I called my Photolegal co-host James Barisic who told me that as the Publisher had offered a sum, the magazine had accepted the copyright infringement element of any subsequent legal action. This had become a dispute about price and therefore the small claims track was available. I emailed the publisher with notice of my intention to pursue this through the courts if necessary. Even up until this point I was prepared to negotiate on the price if he had started being reasonable, but there was no reply.
So I filled out the paperwork on Moneyclaim, the court service website that deals with the administration of small claims. One of the things I learned when running a small business at 18 was that filling out the court paperwork and sending a copy without filing as ‘notice of intended proceedings’ works well as a final jolt to get someone to pay the bill they owe. I filled out the details on the website, saved and printed, then sent it with a final notice letter and invoice together with copies of all correspondence (both before and after infringement). I waited a week, nothing. I waited a few more days.
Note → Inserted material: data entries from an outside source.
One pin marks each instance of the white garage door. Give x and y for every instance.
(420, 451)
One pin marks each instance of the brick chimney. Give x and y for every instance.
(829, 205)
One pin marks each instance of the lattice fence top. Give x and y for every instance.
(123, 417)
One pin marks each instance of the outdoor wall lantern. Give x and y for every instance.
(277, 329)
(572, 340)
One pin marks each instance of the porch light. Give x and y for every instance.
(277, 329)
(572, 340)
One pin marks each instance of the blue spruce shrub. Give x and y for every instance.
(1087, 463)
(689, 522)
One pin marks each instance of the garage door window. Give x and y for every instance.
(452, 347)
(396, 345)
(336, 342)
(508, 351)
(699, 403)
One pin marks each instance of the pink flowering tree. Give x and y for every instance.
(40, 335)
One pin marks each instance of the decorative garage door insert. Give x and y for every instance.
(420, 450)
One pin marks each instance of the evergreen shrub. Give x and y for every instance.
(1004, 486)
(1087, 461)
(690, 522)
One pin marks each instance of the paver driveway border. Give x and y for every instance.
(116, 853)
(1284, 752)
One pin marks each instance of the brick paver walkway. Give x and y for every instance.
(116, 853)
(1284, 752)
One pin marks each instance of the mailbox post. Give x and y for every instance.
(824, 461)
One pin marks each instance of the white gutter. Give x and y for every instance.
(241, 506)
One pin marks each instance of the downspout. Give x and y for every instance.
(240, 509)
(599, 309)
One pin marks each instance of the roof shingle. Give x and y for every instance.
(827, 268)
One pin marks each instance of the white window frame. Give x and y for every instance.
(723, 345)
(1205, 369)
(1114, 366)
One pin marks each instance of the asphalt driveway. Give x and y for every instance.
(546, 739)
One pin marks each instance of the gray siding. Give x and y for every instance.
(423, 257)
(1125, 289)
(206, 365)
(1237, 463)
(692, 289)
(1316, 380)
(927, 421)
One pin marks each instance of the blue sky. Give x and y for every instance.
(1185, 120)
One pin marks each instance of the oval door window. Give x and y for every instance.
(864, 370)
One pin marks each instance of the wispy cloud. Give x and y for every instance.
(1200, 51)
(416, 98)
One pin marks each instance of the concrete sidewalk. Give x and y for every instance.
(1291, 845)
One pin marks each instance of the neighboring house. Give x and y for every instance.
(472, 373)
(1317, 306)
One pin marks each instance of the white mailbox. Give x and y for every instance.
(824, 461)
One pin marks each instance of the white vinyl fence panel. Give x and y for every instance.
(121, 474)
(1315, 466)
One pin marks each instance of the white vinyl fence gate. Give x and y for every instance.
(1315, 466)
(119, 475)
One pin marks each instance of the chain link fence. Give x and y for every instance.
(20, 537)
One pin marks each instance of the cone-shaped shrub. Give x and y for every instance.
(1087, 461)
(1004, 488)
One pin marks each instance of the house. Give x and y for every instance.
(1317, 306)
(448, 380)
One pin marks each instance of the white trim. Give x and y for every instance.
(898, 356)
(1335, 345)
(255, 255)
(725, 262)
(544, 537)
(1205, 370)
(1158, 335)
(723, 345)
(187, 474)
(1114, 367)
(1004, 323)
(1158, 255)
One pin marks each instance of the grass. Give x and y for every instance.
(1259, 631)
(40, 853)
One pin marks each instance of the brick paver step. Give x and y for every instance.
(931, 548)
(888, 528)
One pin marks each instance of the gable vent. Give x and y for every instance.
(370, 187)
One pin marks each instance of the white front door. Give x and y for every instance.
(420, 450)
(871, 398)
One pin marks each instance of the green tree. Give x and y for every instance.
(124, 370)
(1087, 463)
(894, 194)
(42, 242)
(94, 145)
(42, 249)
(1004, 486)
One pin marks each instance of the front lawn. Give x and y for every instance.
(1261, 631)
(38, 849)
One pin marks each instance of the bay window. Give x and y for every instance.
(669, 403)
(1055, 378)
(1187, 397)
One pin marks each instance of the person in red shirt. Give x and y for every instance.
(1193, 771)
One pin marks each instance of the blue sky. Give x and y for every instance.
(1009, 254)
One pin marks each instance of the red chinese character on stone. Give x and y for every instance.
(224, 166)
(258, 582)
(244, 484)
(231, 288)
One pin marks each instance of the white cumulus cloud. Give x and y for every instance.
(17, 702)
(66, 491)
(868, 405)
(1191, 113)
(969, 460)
On the tenth day I filed the claim.
Once filed the defendant is given five days grace to receive the paperwork then a further two weeks to reply. If they reply within the two weeks and say they need more time they can get a further two weeks. If they defend the claim then the judge can look at the paperwork and deal with it directly, or a hearing can take place when both parties present their case. Legal costs are rarely awarded which de-risks the process when someone owes you a relatively small amount, although you do have to pay a small court fee of £25 which is added to the amount you claim from the defendant (ie: if they lose, they pay the fee, if you lose, you pay the fee).
The magazine didn’t reply. After the two weeks are up, via the website you can file a request for judgement to be issued. I’d read advice that being too quick to file for judgement often ended up being overturned if the defendant subsequently replied, so I gave it another couple of weeks. Still no reply. I filed for judgement, forgot all about it and got on a plane to Egypt to go diving.
Half way through my week in Egypt Louise emailed to say a cheque had arrived for the full amount plus the court fees. I have no idea why they waited so long to do the right thing, but they did and that’s why I’ve decided I won’t name the magazine in this piece. It’s more of a process piece about getting paid for an infringement than a name and shame.
The one hurdle I faced in all of this was that if the publisher hadn’t offered a token payment thus implicitly accepting that they had infringed my copyright, bringing legal proceedings would have cost thousands and involved lawyers. Most photographers (including me) don’t have that kind of money to throw after retrieving a £180 fee.
Now that restriction has gone and we can persue reasonable fees from those who use our images without permission by filing a simple online form. What are you waiting for? Go get ’em!